OpenAI juga seharusnya setuju untuk berbagi pendapatan dengan pemegang hak secara apa pun. Sistem royalti ala Spotify mungkin tidak bisa direplikasi untuk film, namun inti ide dari dana kreatif masih layak—terutama dalam kasus-kasus yang terkendali seperti kesepakatan Runway dengan Lionsgate. Ide tersebut bukan untuk membayar per penggunaan, tetapi untuk melisensikan dataset yang telah disetujui sebelumnya dan berbagi pendapatan yang terkait dengan video yang berasal dari konten tersebut.
OpenAI di Hollywood
Ada peluang nyata dalam bundel data: OpenAI dapat mengadopsi model serupa dengan menggunakan bundel lisensi dari konten berhak cipta, yang dikembangkan dalam kemitraan dengan serikat pekerja dan studio-studio individu. Bahkan sistem yang terbatas akan menunjukkan kesediaan untuk berkolaborasi. Risiko terbesar bagi OpenAI bukanlah dalam melakukan kesalahan detail—tetapi dalam tidak melakukan apa pun sementara pesaing bergerak maju.
Dalam hal ini, merupakan kepentingan terbaik OpenAI untuk berinteraksi lebih luas dengan Hollywood—bukan hanya studio-studio, tetapi juga serikat buruh dan kreator. Mogok tahun 2023 menunjukkan bahwa serikat pekerja membentuk narasi dan kebijakan publik, dan strategi jangka panjang manapun harus mencerminkan hal tersebut. Mengarahkan sebagian dari pendapatan yang didorong oleh AI kepada para profesional industri akan menandakan niat untuk bekerja dengan, bukan mengelilingi, bakat manusia. Jenis inisiatif semacam ini bisa mengubah AI menjadi mitra kreatif, bukan ancaman, dan membantu OpenAI berbeda dari model serbaguna yang tidak transparan.

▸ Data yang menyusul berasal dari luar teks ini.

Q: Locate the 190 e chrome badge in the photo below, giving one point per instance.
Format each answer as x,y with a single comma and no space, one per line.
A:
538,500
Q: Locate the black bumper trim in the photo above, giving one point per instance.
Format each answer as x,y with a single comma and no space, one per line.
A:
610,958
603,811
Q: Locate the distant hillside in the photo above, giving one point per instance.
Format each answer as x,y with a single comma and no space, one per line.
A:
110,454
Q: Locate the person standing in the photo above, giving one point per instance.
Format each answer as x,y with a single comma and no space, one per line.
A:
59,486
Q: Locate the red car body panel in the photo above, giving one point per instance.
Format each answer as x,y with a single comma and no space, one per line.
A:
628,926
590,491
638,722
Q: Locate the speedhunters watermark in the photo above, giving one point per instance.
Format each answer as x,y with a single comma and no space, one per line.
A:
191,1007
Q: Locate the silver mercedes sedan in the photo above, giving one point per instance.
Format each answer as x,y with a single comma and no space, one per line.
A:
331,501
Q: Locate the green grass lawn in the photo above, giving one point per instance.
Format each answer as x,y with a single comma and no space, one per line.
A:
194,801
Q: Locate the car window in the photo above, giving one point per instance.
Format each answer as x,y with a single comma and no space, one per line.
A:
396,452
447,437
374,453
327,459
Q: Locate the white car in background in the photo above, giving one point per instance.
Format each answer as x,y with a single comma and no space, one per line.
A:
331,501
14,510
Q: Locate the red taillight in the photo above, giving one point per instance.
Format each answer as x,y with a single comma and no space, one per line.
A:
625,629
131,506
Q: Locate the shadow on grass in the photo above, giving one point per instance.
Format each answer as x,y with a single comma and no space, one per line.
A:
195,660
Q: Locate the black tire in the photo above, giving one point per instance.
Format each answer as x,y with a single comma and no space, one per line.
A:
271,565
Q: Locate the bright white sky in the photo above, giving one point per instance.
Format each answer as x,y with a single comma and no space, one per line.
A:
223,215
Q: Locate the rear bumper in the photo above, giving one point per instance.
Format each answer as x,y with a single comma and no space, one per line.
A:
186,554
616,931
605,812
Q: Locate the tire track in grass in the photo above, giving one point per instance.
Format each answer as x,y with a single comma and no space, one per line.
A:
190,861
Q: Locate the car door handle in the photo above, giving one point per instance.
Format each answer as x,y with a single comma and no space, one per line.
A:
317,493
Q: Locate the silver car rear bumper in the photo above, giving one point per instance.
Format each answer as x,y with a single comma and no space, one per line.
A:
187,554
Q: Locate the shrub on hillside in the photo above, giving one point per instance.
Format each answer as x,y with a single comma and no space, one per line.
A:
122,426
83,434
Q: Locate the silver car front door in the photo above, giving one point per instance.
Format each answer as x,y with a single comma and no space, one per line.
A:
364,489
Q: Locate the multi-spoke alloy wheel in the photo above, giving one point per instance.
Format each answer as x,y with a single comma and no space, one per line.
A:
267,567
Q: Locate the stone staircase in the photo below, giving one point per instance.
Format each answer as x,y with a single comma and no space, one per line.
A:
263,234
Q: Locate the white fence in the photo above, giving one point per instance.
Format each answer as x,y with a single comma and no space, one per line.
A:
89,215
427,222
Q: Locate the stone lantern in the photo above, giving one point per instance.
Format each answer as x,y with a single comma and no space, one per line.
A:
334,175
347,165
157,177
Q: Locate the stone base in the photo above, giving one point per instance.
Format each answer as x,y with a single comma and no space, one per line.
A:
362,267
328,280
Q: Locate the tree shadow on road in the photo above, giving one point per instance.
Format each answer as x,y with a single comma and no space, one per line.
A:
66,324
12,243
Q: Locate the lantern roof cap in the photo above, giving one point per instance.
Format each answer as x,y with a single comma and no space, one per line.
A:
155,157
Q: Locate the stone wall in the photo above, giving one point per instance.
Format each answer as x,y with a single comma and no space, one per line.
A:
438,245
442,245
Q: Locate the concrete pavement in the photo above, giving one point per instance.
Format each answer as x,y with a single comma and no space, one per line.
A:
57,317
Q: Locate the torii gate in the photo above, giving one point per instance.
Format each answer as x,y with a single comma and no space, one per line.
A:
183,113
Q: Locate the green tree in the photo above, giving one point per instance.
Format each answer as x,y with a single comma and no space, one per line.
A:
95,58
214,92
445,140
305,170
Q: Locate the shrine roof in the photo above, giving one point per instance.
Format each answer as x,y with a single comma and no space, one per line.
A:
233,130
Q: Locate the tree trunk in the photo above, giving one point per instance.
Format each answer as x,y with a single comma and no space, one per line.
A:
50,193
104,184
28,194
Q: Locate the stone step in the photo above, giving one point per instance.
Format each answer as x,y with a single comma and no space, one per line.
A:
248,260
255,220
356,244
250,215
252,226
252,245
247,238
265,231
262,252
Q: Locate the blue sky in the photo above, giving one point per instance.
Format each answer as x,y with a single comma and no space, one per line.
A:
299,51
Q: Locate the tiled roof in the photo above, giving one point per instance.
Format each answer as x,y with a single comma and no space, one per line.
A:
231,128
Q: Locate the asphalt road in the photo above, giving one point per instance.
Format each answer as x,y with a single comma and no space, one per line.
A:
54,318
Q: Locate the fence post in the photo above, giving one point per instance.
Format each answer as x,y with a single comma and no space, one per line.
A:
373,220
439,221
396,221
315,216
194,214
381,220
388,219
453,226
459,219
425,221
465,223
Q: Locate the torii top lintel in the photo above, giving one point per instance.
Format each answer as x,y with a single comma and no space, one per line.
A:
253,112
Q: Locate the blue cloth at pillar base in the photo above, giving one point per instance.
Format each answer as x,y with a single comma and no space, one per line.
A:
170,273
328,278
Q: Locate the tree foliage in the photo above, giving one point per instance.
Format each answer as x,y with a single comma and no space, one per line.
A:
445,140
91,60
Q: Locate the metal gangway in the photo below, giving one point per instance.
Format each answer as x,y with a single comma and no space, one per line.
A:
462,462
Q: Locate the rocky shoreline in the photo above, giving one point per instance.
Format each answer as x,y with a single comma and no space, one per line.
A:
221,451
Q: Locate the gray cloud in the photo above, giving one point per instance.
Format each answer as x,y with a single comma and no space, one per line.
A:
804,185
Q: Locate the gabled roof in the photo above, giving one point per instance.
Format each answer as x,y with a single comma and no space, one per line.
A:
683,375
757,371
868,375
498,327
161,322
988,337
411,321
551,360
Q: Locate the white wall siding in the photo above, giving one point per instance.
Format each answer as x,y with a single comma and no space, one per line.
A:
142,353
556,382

Bulan lalu, lebih dari 400 kreator Hollywood mengirim surat kepada Gedung Putih, menyatakan bahwa perusahaan AI seharusnya mengikuti hukum hak cipta seperti industri lainnya: “Tidak ada alasan untuk melemahkan atau menghilangkan perlindungan hak cipta yang telah membantu Amerika berkembang,” kata surat tersebut. Semakin lama OpenAI menunggu untuk bertindak, semakin besar kesempatan bagi orang lain untuk melakukannya lebih dulu.
Pendapat yang diungkapkan dalam tulisan komentar Fortune.com sepenuhnya merupakan pandangan para penulisnya dan tidak selalu mencerminkan pendapat dan keyakinan Fortune.